What’s Bigger Than Rigor?March 19, 2018 February 25, 2021 /
A question we often get from teachers and leaders is, “What is one thing I can do right now to increase student success?” As you can imagine, there are lots of answers to that question, and none of those answers are simple. There are, of course, dozens of strategies that could be incorporated into instruction that will make a big difference in student achievement, but which ones are the best? Which ones are really worth our time to use in the classroom?
Topping the list of the top research-based learning strategies is Higher Order Thinking. Teaching our students how to think critically in a variety of ways is crucial for student success, both in academics and the real world. In fact, there are nine very specific ways that the new generation of standards expect students to think. Students do not always know how to do these critical thinking strategies, and therefore need explicit instruction and support to be successful.
Higher Order Thinking, however, is only one piece of the rigor puzzle. Rigorous lessons also include two other critical components – reading comprehension strategies and writing. And just as with higher order thinking, both of these components top the chart of research-based strategies that raise achievement. While teaching the reading comprehension strategies is primarily the responsibility of the English/Language Arts teacher, the strategies are used in all content areas, simply because students have to read and understand information within all content areas. Writing is also a vital component of rigor, as students must be able to write to show their understanding of concepts. Writing in assignments is the perfect way for students to show what they know, and it’s the best way for us as teachers to determine if students really “get it.”
That’s rigor in a nutshell – higher order thinking, reading comprehension, and writing.
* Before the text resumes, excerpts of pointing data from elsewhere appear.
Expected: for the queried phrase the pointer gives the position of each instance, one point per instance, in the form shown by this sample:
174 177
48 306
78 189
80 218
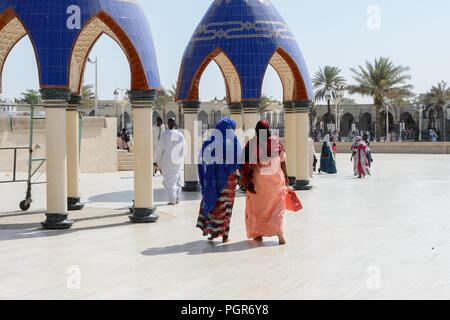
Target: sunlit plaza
107 118
381 238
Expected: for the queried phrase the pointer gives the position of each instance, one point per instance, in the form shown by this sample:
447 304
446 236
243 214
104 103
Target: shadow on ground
160 195
19 231
206 247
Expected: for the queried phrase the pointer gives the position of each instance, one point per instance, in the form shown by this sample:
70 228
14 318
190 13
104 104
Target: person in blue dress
327 161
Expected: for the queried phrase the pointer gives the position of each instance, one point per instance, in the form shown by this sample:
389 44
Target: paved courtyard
384 237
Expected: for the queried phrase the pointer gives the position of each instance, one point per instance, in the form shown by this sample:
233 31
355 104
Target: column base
146 215
57 222
292 181
303 185
191 186
74 204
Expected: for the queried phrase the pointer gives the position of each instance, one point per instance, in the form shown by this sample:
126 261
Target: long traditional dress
266 188
218 181
361 162
170 152
327 162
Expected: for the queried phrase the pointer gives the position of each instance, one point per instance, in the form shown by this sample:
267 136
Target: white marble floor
384 237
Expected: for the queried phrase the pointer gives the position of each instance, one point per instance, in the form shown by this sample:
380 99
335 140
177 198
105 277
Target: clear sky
413 33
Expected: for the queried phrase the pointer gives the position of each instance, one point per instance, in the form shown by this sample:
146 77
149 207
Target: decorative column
190 125
142 102
236 114
291 148
55 102
303 109
251 117
73 153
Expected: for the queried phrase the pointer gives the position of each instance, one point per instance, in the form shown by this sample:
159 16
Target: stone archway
346 124
366 122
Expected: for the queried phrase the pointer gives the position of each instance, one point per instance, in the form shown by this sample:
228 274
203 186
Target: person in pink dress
265 178
360 157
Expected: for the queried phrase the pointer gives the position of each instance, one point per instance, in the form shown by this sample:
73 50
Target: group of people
224 166
361 156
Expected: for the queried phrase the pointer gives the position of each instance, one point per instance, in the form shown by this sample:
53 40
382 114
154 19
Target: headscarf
256 151
213 175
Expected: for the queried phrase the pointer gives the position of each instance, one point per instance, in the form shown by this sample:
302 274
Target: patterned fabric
360 149
217 222
213 175
253 151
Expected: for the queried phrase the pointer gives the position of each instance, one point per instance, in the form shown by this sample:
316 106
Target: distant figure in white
158 130
170 153
312 158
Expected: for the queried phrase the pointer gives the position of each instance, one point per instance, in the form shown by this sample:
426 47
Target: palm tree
326 82
383 81
31 97
439 96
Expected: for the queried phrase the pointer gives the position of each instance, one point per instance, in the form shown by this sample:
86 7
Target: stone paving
385 237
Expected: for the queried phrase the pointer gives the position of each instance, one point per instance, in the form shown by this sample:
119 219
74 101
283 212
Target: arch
294 87
328 118
229 72
366 122
169 115
12 30
408 120
92 30
155 117
346 123
383 121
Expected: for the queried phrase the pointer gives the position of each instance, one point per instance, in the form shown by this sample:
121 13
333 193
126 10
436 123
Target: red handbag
292 201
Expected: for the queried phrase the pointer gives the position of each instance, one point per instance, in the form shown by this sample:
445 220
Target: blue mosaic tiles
248 32
46 22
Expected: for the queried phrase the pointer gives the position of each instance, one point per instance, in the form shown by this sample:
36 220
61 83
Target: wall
98 145
396 147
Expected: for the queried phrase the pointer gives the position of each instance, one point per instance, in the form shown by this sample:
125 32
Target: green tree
31 96
327 79
383 81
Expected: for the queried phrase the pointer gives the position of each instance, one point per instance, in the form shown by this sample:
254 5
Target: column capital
142 99
55 97
235 108
251 106
74 102
289 107
302 106
190 107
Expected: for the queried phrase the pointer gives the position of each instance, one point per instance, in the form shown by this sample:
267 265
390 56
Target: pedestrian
218 176
265 178
327 161
359 156
170 153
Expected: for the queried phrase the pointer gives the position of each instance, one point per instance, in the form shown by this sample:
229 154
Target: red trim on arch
139 79
5 18
193 94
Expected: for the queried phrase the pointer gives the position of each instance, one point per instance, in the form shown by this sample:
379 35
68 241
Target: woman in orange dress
265 178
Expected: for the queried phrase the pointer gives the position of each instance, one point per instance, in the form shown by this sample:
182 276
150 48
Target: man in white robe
158 130
170 153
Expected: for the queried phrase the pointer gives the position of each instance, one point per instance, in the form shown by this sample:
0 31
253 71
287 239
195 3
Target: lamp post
340 93
96 83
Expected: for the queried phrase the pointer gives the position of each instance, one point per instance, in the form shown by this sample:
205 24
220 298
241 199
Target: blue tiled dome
250 34
63 32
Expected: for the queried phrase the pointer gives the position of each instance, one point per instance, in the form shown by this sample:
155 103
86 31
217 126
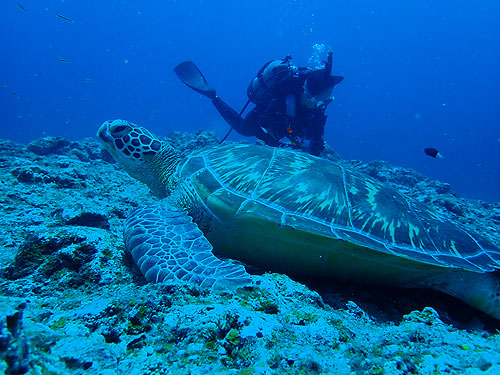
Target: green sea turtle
293 213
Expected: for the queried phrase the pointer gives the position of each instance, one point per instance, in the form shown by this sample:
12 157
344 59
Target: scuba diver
289 102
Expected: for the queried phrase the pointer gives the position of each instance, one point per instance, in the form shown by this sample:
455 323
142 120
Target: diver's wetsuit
280 116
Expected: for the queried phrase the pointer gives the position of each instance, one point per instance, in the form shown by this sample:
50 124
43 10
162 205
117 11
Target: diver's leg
232 117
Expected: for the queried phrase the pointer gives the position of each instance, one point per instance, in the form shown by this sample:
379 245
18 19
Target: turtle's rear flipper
189 73
167 245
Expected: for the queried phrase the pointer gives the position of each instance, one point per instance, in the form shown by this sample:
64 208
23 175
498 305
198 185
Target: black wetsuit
270 120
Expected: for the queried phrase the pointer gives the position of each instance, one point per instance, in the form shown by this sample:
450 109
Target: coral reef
72 302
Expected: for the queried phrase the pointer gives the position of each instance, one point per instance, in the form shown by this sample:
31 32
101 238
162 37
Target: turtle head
143 155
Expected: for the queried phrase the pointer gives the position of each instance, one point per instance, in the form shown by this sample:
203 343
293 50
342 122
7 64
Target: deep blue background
417 74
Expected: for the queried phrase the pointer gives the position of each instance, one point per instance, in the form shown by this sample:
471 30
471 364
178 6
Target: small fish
65 18
432 152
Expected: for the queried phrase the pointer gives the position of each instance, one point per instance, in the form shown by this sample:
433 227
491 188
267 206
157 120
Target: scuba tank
271 77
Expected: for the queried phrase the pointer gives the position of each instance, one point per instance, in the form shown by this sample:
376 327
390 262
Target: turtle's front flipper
166 244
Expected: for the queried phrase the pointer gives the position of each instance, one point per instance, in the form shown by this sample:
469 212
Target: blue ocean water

So if higher order thinking, reading comprehension, and writing to raise achievement are all top research-based learning strategies, the question becomes, “What’s bigger than rigor?” If you are already planning and teaching lessons that have a focus on a higher order thinking strategy and/or reading comprehension strategy, and students are writing to learn throughout the lesson and writing to inform in their assignments, what’s the next step in increasing student achievement?
What’s bigger than rigor is the incorporation of other top-ranking strategies as well. When planning your lessons, consider the learning strategies that have the biggest impact on students, and make sure that they are part of your plan.